Okay great! :-) I would like to get a couple of dart frogs, not just 1 and I was looking on josh's frogs. Dendrobates auratus 'Highland Bronz' seems to be a good option. Anyone have any experience w/these beauties?

----------


## jesslovesfrogs90

Well, after lots of research, asking questions and knowing what I want in a frog, I have decided I would like 4 leucomelas 'fine spot' :-) :-)

----------


## Vivariums In The Mist

Great choice! Beautiful frogs...



> Well, after lots of research, asking questions and knowing what I want in a frog, I have decided I would like 4 leucomelas 'fine spot' :-) :-)

----------


## Paul

They are a great Choice!
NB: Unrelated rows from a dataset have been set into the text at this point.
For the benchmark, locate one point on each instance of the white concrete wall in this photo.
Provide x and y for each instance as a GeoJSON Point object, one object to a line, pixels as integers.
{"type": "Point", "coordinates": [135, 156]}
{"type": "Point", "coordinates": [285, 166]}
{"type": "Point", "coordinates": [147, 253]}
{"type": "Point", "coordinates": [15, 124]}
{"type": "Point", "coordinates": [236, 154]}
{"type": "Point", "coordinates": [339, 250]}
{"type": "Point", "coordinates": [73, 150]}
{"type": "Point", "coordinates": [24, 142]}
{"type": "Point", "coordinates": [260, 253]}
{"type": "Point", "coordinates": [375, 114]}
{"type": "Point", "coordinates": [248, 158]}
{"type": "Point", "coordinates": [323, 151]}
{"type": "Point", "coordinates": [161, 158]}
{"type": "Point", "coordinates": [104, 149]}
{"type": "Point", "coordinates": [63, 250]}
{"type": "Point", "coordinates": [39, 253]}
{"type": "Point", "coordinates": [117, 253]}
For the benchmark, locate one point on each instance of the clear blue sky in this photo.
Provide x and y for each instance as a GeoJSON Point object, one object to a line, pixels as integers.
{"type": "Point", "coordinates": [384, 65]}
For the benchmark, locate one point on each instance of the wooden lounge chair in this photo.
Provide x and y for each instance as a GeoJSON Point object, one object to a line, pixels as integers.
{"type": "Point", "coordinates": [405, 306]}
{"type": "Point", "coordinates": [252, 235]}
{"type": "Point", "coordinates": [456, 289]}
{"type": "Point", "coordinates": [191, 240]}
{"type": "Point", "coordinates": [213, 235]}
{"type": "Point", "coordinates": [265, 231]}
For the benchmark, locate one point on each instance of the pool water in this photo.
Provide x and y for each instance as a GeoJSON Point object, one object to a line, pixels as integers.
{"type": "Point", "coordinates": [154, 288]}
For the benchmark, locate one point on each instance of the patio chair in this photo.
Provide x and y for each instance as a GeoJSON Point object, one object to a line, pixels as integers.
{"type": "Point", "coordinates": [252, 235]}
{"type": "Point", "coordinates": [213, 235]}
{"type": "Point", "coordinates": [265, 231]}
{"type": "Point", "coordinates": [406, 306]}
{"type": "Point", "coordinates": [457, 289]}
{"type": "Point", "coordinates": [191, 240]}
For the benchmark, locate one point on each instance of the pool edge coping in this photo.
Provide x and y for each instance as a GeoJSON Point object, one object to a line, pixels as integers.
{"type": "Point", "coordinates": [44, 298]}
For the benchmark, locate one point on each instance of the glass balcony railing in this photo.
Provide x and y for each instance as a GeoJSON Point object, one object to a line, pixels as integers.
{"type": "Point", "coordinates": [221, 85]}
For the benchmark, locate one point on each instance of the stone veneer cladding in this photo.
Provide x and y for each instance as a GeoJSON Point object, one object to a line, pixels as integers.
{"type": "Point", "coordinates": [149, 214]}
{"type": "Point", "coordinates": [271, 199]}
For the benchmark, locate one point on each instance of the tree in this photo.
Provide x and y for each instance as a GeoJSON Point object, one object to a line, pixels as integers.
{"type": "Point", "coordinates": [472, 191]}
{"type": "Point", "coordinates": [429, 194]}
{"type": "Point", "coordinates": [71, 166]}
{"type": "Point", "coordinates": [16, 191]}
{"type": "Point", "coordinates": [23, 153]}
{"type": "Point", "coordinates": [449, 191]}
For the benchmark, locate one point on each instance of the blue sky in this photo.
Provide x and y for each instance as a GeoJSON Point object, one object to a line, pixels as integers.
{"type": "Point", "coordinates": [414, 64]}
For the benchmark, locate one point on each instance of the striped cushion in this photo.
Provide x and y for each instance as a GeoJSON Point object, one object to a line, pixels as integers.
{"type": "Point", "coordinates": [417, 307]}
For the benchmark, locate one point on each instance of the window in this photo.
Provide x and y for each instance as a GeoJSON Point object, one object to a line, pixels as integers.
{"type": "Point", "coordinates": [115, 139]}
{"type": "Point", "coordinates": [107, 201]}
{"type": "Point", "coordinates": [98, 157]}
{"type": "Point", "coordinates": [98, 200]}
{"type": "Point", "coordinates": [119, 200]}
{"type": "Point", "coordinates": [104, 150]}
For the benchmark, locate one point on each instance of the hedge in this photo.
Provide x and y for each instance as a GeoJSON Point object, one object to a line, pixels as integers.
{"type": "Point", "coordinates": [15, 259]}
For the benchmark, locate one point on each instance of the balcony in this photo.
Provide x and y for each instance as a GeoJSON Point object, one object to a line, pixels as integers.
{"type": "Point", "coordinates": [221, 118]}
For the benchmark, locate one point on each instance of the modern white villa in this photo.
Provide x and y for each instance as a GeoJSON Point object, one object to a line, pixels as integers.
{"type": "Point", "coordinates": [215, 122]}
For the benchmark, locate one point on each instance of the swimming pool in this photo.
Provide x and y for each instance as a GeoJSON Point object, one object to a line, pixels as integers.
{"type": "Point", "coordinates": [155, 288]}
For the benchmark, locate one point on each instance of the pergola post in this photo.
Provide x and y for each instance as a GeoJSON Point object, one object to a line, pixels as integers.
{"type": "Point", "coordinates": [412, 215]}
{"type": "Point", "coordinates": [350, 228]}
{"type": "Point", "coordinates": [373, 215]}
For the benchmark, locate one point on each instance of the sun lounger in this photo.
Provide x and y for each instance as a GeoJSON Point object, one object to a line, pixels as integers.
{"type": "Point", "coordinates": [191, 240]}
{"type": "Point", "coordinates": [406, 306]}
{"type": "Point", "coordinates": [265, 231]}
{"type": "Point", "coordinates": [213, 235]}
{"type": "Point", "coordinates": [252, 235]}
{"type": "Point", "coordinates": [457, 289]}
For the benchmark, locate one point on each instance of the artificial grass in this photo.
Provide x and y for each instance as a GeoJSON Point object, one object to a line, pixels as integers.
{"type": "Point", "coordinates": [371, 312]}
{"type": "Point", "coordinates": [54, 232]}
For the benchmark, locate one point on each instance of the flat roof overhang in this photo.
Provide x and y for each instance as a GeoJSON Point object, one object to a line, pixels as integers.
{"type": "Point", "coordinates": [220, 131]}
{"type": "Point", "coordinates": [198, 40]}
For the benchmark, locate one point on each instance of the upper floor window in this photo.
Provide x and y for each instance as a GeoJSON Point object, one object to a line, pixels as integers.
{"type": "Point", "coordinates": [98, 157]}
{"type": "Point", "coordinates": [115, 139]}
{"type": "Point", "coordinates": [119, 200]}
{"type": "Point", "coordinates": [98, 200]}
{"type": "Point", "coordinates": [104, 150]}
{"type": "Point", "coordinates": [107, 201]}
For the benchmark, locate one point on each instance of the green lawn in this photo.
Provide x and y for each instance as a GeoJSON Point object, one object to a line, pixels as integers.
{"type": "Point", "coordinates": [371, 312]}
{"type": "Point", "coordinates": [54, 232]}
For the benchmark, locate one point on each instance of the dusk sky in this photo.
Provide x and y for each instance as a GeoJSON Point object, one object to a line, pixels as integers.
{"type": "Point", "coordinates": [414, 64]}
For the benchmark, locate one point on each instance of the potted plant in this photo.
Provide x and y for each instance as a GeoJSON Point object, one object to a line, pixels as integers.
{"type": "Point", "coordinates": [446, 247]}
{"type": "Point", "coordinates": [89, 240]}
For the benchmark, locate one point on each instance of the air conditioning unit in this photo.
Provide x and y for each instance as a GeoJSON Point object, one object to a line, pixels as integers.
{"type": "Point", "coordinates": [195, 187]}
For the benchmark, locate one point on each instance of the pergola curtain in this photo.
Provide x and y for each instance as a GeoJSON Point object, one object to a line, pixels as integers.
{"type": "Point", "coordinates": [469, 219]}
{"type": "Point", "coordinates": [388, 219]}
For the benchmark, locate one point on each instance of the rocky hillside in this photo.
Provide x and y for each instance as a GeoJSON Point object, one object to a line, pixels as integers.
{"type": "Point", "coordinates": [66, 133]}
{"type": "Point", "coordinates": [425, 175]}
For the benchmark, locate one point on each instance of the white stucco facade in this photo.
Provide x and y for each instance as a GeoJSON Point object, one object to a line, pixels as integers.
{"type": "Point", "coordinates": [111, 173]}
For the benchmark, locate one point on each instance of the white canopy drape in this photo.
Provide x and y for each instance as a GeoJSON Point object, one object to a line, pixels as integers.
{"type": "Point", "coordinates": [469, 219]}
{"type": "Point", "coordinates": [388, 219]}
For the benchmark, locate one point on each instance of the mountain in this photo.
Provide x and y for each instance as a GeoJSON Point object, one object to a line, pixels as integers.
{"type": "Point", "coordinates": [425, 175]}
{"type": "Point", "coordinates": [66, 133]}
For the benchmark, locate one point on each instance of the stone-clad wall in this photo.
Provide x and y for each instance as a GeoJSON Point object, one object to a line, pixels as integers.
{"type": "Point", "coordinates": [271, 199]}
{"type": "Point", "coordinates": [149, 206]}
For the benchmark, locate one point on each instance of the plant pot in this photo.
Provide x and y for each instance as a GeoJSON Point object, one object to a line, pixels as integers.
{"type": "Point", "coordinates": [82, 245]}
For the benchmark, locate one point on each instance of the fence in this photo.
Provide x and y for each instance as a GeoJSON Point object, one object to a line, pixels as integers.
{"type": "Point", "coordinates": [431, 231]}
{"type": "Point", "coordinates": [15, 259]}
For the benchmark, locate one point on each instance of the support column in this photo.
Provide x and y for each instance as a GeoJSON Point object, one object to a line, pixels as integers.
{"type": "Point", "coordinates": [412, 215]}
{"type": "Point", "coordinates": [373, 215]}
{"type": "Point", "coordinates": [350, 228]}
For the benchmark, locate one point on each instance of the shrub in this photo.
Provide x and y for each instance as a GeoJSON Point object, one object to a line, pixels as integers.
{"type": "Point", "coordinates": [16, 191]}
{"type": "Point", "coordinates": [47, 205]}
Now it's time to research the vivarium they will need and get to building  :Smile:  . A good rule of thumb is to try and have the vivarium built and ready 30day before moving the frogs in. This will give your Micro fauna a head start, allow the initial mold cycle to finish, allow your plants to get established, and to tweak the tank temp/humidity until it is dialed in  :Smile:

----------


## jesslovesfrogs90

Thank u for the advice :-) I plan on having the setup going for at least 30 days, if not longer. I want to stabilize temps, make sure the plants and moss have grown in good so the frogs won't disturb them and overall just be positive that everything is a okay for my frogs. Would an 24x18x18 tank be suitable for 4 of these frogs do u think? How easy is it to maintain a good supply of springtails in the vivarium and make sure they don't over populate?

----------